Weak convergence rates for Euler-type approximations of semilinear stochastic evolution equations with nonlinear diffusion coefficients

Abstract: Strong convergence rates for time-discrete numerical approximations of semilinear stochastic evolution equations (SEEs) with smooth and regular nonlinearities are well understood in the literature. Weak convergence rates for time-discrete numerical approximations of such SEEs have been investigated since about 12 years and are far away from being well understood: roughly speaking, no essentially sharp weak convergence rates are known for time-discrete numerical approximations of parabolic SEEs with nonlinear diffusion coefficient functions; see Remark 2.3 in [A. Debussche, Weak approximation of stochastic partial differential equations: the nonlinear case, Math.
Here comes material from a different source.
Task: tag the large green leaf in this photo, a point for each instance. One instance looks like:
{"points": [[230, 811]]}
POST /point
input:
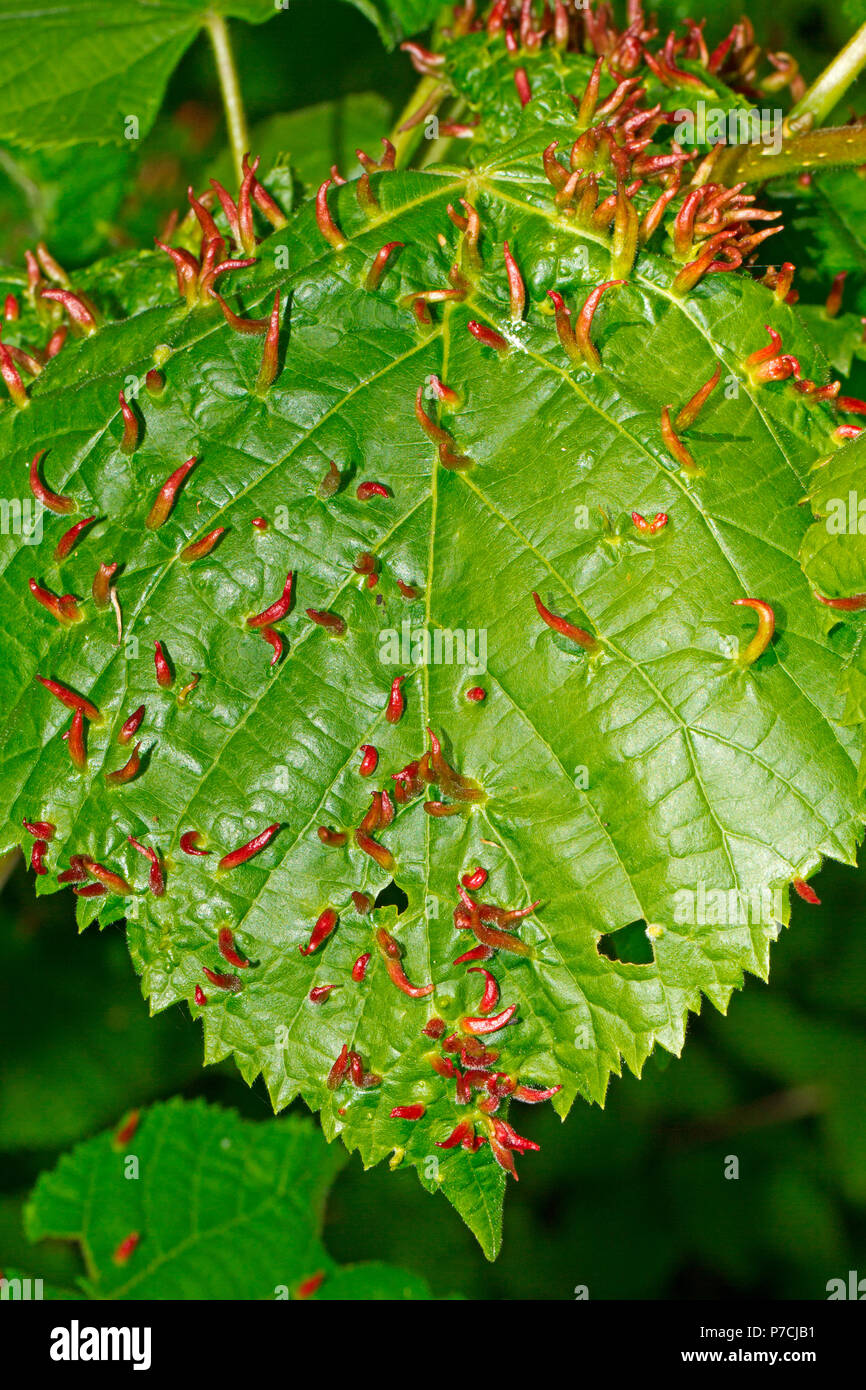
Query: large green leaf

Comp. 80 (2011), no. 273, 89-117] for details. In the recent article [D. Conus, A. Jentzen & R. Kurniawan, Weak convergence rates of spectral Galerkin approximations for SPDEs with nonlinear diffusion coefficients, arXiv:1408.1108] the weak convergence problem emerged from Debussche's article has been solved in the case of spatial spectral Galerkin approximations for semilinear SEEs with nonlinear diffusion coefficient functions. In this article we overcome the problem emerged from Debussche's article in the case of a class of time-discrete Euler-type approximation methods (including exponential and linear-implicit Euler approximations as special cases) and, in particular, we establish essentially sharp weak convergence rates for linear-implicit Euler approximations of semilinear SEEs with nonlinear diffusion coefficient functions. Key ingredients of our approach are applications of a mild It^o type formula and the use of suitable semilinear integrated counterparts of the time-discrete numerical approximation processes.